Prime Minister Shinzo Abe told the assembled leaders that the rule of law was "a universal principle that he international community must firmly maintain," according to Japan’s Jiji Press.
"I strongly hope the parties to the dispute comply with the award and move towards a peaceful solution of the dispute in the South China Sea," he said.
Japan is not one of the six nations that have a claim to the South China Sea territory, but Tokyo does hold a separate dispute with China regarding the Senkaku Islands, known by the Chinese as the Diaoyu Islands.
The case against China regarding the territorial dispute in the South China Sea was put forward by the Philippines, with the support of the United States, before the Permanent Court of Arbitration (PCA) in The Hague which ruled that Beijing has no legal basis for its claims which are embodied in a “nine-dash line” from maps dating back to the 1940s and stretches close to other country’s coastal waters.
Japan viewed the decision as a boon for its own territorial dispute with Beijing in the East China Sea, but many legal scholars have already begun picking apart the logic of The Hague ruling pointing to the fact that China has long maintained physical control of the territory.
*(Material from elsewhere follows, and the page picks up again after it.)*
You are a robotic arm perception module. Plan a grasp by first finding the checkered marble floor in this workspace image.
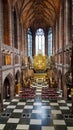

China boycotted the PCA hearings arguing that the court lacked jurisdiction and reacted furiously vowing to ignore the ruling and arguing that it grossly misinterprets the Law of the Sea Treaty.
With the ruling from the PCA going against China, the South China Sea region is now a powder keg just waiting to explode as the United States continues to attempt flyovers in the region and Beijing may soon decide that the provocations are too great to ignore.